The unexpected reduction in falls needs further evaluation. Because no other action plans were in place to reduce falls, it would seem that actions related to the wound program were responsible for the reduction in falls. Whether this is actually the case remains unknown.
Conclusion
The overall impact of a PU-reduction project reduced PU prevalence and incidence of facility-acquired PU by 99%, a virtual elimination of the problem in this facility. Although this was a quality improvement program with prospective data collection procedures, a design that cannot be used to establish causality, the number of data points (nearly 10,000) make the outcomes compelling.
Program results at this facility demonstrate that the incidence of PUs can be significantly reduced and reductions sustained by changing the culture of an organization and adopting evidence-based prevention strategies. Duplicating these results in other nursing facilities seems feasible, but would require several key elements. First and foremost is commitment on the part of the facility to make a change. This facility committed financial resources by providing support surfaces and staffing resources for weekly meetings, mandatory training, and hiring a physician wound consultant. Gaining facility and administration commitment may be a key barrier to replicating the efforts described in other facilities.
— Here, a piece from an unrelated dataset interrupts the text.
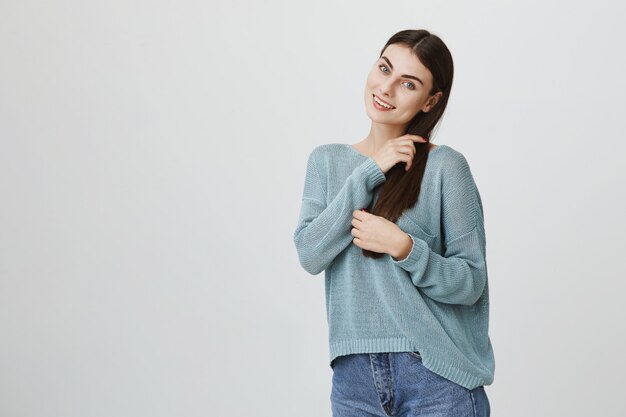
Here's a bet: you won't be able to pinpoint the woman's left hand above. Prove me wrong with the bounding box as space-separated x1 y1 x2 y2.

A second element is a team approach, with strong leadership, a finding supported by DeLaat and others.11,12,37 Facilities frequently try to solve wound problems by appointing a wound nurse or contracting with an outside wound nurse or wound care group. This may help document and treat wounds but does not address underlying problems that cause acquired PUs. Wounds need to be the shared concern of all healthcare providers, not just the appointed nurse. This can best be accomplished using a team approach, capitalizing on the diversity of team members’ skills and experience. The leader of the team needs to be knowledgeable and empowered to make changes.
The third key element for successful replication of these results is the adoption of evidence-based preventive measures. In this facility, prevention was based on the Braden scale,18 AHCPR guidelines,11,12 and clinical experience, with special focus on support surfaces, heel protection, and skin care. Procedures were also in place to ensure that these measures were used consistently. Risk stratification cannot be overlooked in analysis of these results. This facility did not stratify risk; preventive strategies were provided to every resident. Given the success at this institution, further elucidation of such a systems approach is needed and may offer solutions to the PU problem.
Determining how to replicate these results at other nursing homes and healthcare facilities should be a focus of future efforts using this or other models in order to alleviate human suffering and reduce the cost of medical care.